Landrand | Belgian coast | Text & photos: Geert Huysman
I often find myself lost in contemplation here. Profound thoughts about life and the impending doom of death. About the power and beauty of photography. Wondering what on earth to put on the table for dinner tonight.
The boundary I find myself on here, that relentless divide between raw nature and real life, is both physical and aesthetic. Behind me lie the brick walls, the exhaust fumes, the fry shacks, and the clamor of the homeland. Ahead, the vast beauty of the unknown, deceptively gently laying itself at my feet, over and over again.
She loves silence, the sea. Sound doesn't carry far here. It's absorbed, sucked away until little more than a whispered rumor remains. I trudge through the sand in a cocoon of muffled tones. The volume of my thoughts drowned out only by the occasional wave.
My expeditions are an epitome of monotony. One day I go left, the next right. There are no other decisions to be made here. Frequently, my path is swayed by the wind's direction. Embarking head-on into the gale, only to be gently ushered back by the stiff sea breeze. There's an almost poetic rhythm to it.
Nothing, perhaps except for a stubborn breakwater, is here forever. The beach today is never the beach of tomorrow. Wave after wave, it is kneaded, eroded, and transformed. Each day I walk through a new landscape, sometimes gray and barren, sometimes bathed in brilliant blues and greens.

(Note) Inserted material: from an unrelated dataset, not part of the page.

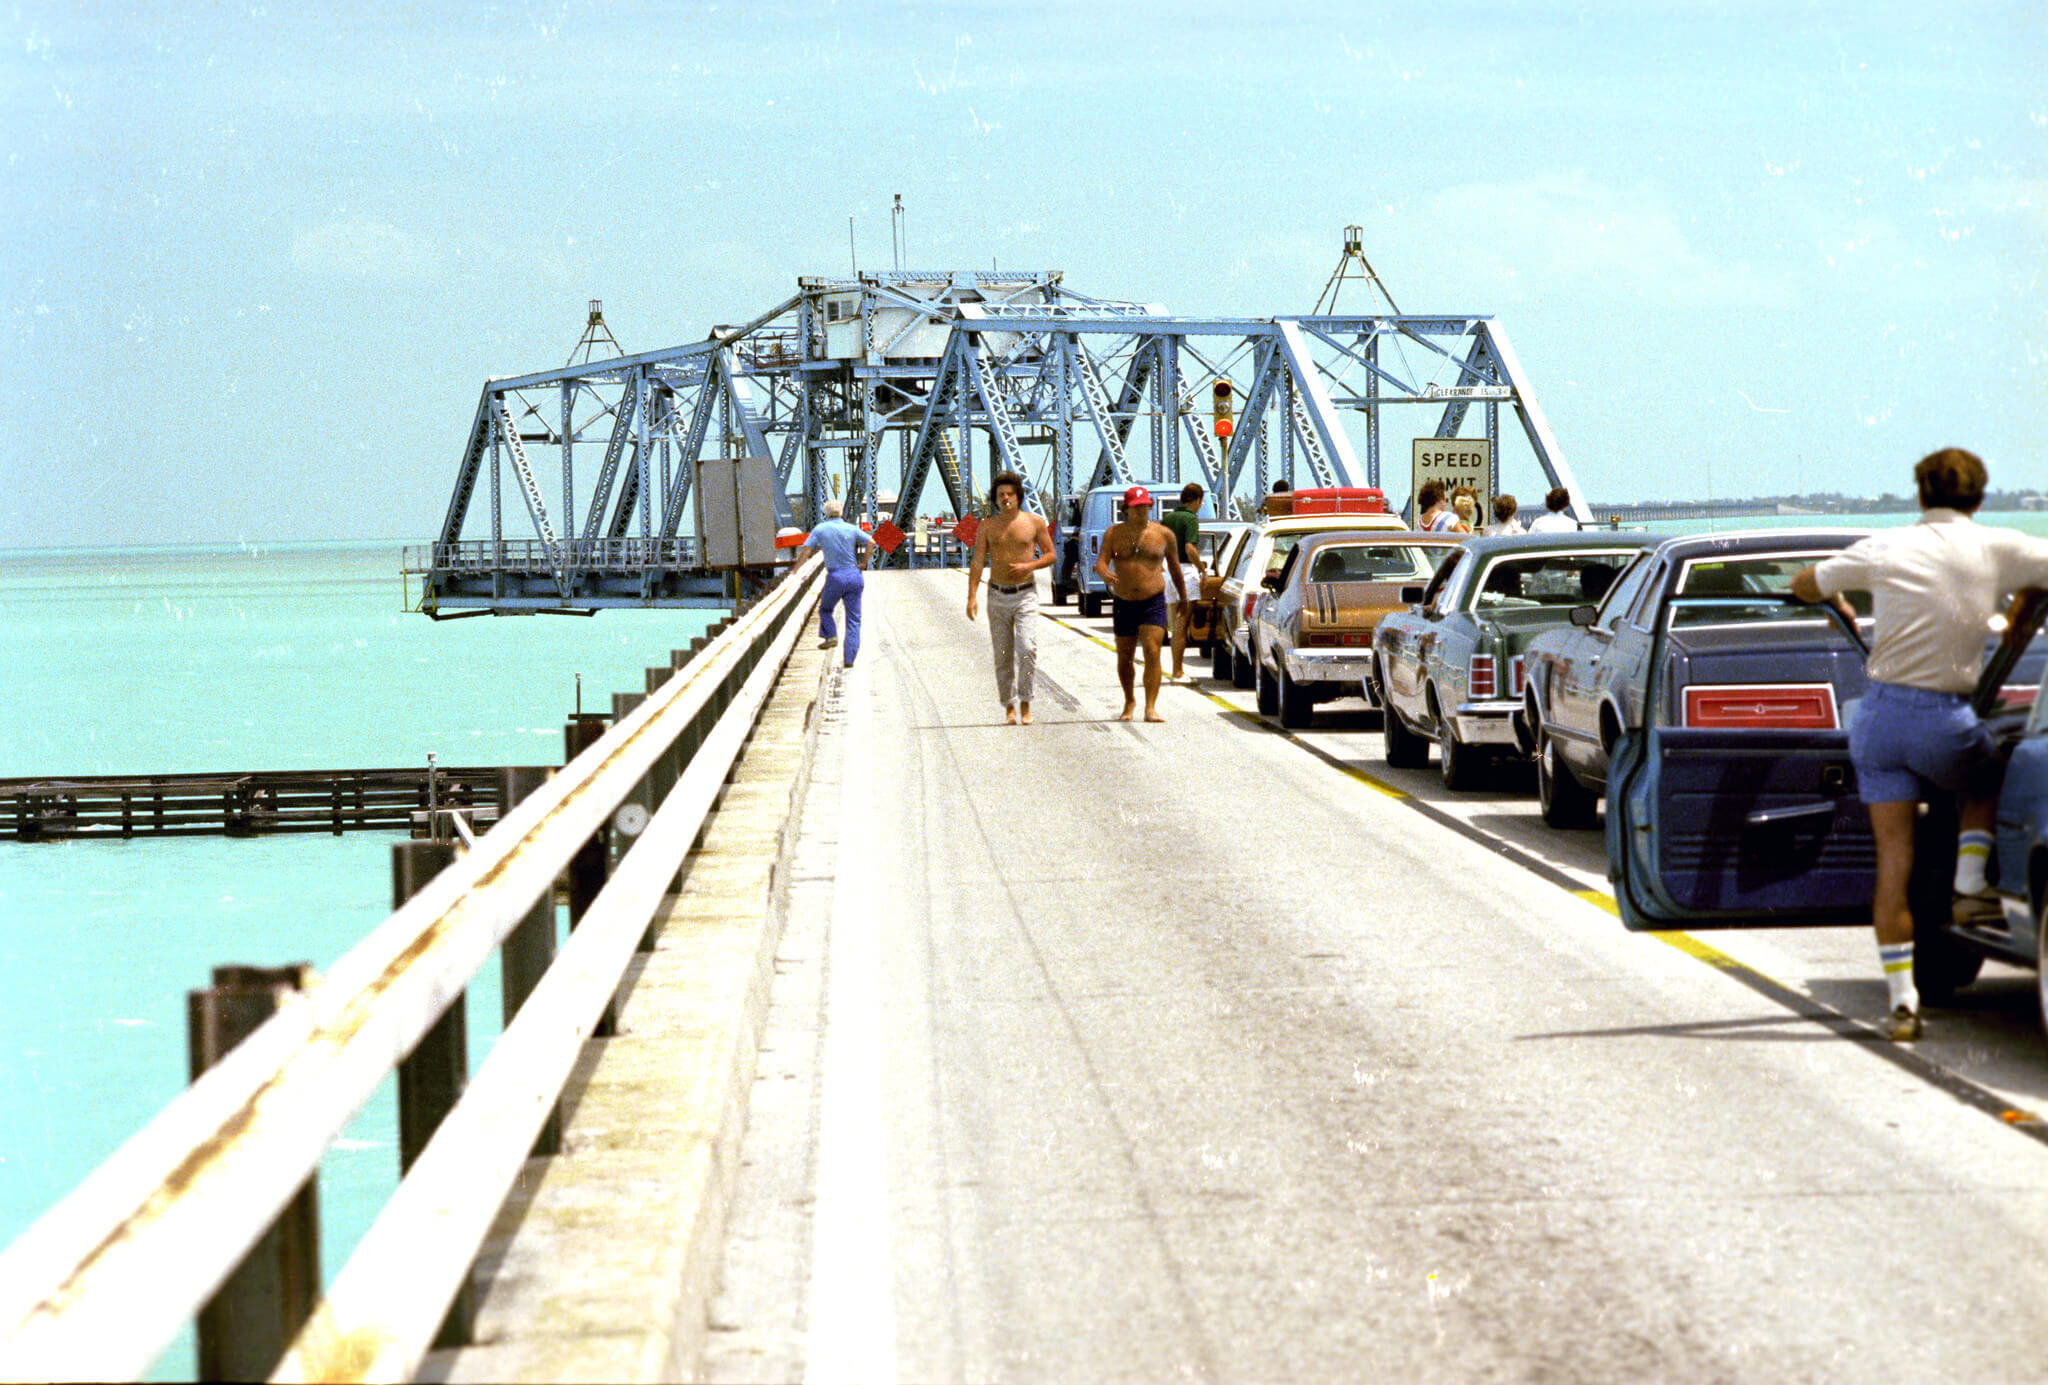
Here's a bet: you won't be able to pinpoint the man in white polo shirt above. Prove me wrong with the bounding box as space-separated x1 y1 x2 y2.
1794 448 2048 1041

Even the buildings on the seafront are in a constant state of transformation. The dizzying pace at which cranes and scaffolding appear and disappear is only interrupted by that odd natural law known as construction holidays. Residents come and go, dictated by school vacations and the weather.
Only the seasons are set in stone. High season. Low season. Diked into two, as commanded by the mighty lobby of the perennially dissatisfied (a.k.a the Association of Hotel, Restaurant and Bar Owners). As one season flows into the other, back and forth, I stubbornly plod through the sand, camera at the ready, always in search of that purifying light.
I had never been a photographer who became lyrical about light. I recognized and acknowledged its qualities, sure. And I did my damnedest to make optimal use of it. But light had never been more than a lubricant to capture the events of the moment. That is, until I began my left-right journeys across the beach. Then light transformed from a mere tool into a subject on its own.
And then it became an obsession.
I can hardly put into words my fascination for the light of the North Sea. One moment disappointingly flat and mundane, the next of overwhelming intensity. Sometimes it paints the sea grey, sometimes breathtakingly blue or green. High above the water, on a canvas of cirrus and nimbus, it makes wild sketches in hues of orange, cyan, and magenta.
Today, I am a fisherman, fishing for light in the surf. The coastline stretching from Nieuwpoort to De Panne serves as my guide. I follow it in all its fickleness — now distant, almost out of reach, then near, with barely any space between the waves and the dunes. Always looking out to sea, I am in constant search of that elusive light.